Many complex option strategies exist but there are two primary reasons why one might want to sell naked puts. First, it is a good way to lower the cost basis on a stock that you want to buy anyway, and second, you can profit from the premium if the stock goes up or doesn't move much.

This is best demonstrated with an example. The Oracle April 30 put closed at a bid of 9/16 so let's assume that you sold 10 contacts at that price. If Oracle closes below 30 on April 17 it is likely that the holder of the options would exercise them and you would be forced to buy 1000 shares of ORCL at 30. This would give you a cost basis of 29 7/16 (30 less the 9/16 premium you took in). If Oracle closes above 30 on April 30, you wouldn't have to do anything and could keep the premium that you took in. All you are really doing is guaranteeing that you can buy the stock at a price of 29 7/16 if the put holder exercises them.

The downside is that your broker will require you to deposit funds in a margin account to cover the cost of the stock in case the options are exercised. The formula that Ameritrade uses (and I assume it's the same at all brokers), is shown below.

30% of the current stock price * number of shares
- amount out of money (if any)
- premium received

Using the ORCL April 30 put and the closing price today of 31 1/2, your initial margin requirement would be:

(.30 * 31.5 * 1000)- (1.5 * 1000) - (.5625 * 1000) = $7,387.50

You would also be subject to a maintenance requirement after the initial short sale which is calculated using the following formula:

10% of the current stock price * number of shares
- out of money amount (if any)
- premium received

While the options are held:

For Naked calls:
ú As the stock price increases, the maintenance requirement increases.
ú As the stock price decreases, the maintenance requirement decreases.

For Naked puts:
ú As the stock price increases, the maintenance requirement decreases.
ú As the stock price decreases, the maintenance requirement increases.

The upside to selling naked puts is that you can lower your cost basis from the current market price if you want to buy the stock anyway. The downside is that you will tie up funds in exchange for what might be a small amount of premium. In the example above, you would have to deposit $7,387.50 in exchange for $562.50 in premium. Still, that's 7.6% return on capital for the next three weeks which isn't too shabby.

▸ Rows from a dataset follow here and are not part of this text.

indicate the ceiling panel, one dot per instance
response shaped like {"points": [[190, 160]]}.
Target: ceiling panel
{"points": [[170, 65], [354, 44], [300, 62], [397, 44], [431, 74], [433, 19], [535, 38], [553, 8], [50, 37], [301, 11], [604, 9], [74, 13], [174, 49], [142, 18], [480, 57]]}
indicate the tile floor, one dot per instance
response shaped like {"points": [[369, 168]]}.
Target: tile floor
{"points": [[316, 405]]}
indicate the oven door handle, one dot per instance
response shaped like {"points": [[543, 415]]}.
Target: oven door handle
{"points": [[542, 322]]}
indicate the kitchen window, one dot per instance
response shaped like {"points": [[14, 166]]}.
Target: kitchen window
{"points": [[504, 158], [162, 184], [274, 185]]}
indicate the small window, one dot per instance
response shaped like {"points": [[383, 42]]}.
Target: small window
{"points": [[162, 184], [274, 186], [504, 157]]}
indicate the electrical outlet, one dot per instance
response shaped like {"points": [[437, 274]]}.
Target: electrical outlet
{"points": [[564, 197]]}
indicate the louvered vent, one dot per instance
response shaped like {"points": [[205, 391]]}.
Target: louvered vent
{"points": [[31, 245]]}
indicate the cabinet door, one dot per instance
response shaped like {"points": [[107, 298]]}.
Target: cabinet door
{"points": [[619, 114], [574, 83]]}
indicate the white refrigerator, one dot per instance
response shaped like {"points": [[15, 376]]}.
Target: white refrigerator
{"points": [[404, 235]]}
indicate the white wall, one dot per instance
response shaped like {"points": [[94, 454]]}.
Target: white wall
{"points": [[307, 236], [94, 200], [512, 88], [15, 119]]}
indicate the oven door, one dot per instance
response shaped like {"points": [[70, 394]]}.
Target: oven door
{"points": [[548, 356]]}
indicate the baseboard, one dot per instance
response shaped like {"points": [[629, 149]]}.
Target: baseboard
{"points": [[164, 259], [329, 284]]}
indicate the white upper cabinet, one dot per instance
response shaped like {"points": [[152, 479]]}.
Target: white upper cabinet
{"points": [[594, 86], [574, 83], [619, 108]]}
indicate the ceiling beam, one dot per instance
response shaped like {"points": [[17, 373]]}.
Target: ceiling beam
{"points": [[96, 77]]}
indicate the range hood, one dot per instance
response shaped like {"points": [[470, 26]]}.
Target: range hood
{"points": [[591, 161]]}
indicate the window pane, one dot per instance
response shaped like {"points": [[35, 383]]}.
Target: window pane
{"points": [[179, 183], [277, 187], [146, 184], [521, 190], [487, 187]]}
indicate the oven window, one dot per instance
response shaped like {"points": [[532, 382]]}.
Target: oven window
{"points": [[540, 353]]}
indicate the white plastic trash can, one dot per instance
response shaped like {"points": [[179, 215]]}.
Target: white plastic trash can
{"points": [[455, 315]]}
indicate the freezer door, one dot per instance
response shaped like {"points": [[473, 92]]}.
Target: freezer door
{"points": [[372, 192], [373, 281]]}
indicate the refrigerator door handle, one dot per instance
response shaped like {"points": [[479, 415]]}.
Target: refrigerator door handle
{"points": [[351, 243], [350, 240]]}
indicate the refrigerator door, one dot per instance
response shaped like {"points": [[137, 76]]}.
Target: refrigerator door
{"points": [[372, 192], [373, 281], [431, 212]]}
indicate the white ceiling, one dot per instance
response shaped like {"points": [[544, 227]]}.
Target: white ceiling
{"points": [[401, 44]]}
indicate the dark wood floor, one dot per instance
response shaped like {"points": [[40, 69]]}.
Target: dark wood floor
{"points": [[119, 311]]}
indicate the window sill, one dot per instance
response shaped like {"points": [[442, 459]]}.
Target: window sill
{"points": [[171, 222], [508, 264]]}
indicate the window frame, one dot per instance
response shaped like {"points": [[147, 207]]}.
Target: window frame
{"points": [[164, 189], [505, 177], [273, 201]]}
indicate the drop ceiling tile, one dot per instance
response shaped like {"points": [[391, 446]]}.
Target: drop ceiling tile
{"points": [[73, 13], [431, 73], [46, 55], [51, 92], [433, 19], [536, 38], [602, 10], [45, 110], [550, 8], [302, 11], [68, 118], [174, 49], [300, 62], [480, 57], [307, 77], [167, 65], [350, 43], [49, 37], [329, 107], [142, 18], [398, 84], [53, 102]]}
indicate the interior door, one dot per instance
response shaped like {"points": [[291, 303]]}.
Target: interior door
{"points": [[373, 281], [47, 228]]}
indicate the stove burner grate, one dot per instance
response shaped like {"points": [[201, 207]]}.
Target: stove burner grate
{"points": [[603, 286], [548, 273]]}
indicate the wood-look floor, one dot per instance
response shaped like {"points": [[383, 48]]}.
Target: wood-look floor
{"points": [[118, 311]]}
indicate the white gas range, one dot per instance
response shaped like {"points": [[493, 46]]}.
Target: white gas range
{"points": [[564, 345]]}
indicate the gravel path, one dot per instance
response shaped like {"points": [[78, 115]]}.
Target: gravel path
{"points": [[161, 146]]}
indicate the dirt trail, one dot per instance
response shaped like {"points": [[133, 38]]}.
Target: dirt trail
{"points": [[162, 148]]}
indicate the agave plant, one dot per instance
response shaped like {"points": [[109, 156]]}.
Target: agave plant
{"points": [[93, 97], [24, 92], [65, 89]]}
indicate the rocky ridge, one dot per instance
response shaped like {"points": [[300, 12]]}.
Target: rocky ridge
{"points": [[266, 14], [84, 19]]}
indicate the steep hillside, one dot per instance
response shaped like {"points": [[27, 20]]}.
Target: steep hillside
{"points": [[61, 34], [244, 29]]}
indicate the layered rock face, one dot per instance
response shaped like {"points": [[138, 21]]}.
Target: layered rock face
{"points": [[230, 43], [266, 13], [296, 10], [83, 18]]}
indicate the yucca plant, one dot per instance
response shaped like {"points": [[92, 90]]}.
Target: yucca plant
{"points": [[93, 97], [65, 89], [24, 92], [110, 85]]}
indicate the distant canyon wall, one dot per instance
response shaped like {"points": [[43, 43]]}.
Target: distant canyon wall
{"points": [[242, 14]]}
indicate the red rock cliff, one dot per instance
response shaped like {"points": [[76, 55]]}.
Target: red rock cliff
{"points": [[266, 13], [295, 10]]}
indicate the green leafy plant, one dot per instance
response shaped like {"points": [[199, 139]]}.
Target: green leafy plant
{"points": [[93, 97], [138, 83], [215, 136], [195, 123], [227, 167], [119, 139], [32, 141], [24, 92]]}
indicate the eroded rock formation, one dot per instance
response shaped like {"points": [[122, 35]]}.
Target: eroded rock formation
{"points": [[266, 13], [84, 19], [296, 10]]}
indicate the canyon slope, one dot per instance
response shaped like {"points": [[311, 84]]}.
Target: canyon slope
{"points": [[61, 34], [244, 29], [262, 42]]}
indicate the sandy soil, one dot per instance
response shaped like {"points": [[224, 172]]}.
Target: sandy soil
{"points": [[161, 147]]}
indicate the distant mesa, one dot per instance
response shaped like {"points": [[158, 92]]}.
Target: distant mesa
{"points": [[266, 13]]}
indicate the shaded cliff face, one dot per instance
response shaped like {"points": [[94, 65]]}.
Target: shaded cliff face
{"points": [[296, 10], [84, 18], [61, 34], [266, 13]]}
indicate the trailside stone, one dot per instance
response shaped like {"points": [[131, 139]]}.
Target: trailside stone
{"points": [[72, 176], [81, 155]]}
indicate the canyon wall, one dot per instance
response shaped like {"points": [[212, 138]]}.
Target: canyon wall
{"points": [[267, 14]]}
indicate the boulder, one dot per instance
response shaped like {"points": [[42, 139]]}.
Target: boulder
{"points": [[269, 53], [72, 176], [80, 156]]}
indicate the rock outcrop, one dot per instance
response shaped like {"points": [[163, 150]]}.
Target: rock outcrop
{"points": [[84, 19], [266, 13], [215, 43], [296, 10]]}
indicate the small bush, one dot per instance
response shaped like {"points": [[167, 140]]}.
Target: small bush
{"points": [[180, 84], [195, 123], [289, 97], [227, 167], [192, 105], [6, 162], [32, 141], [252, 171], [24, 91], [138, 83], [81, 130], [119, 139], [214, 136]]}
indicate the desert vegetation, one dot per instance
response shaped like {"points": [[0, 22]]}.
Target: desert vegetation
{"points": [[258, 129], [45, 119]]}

I don't think that selling naked puts is all that risky as long as you are planning to buy the stock anyway. In other words, if you bought the stock at 31 1/2 instead of selling naked puts, you would still be at risk if the stock went down. The main drawback to selling naked puts over buying the stock is that your profit is limited to the amount of premium that you receive.

Concerning your last question about selling puts in the money or out of the money, this really has to do with your objective. If you think the stock will go up and you want to capture more premium, then you would sell in the money puts. But keep in mind that the deeper an option is in the money, the less time value it will have. One of the major benefits of shorting options is to capture the time value and you wouldn't have that with an option that is deep in the money. Also remember that if you sell an in the money option and the stock goes down, you will be forced to buy the stock at what could be a much higher price. There really isn't any difference between this and buying the stock so I don't see too much benefit in selling a naked put that is deep in the money. What you need to look at is how much time value you will capture because the intrinsic value of the option isn't really what you are after. This is my opinion only and somebody else might have a different perspective on it.

I sincerely hope that this information is useful to you. Best of luck with ORCL and your other investments.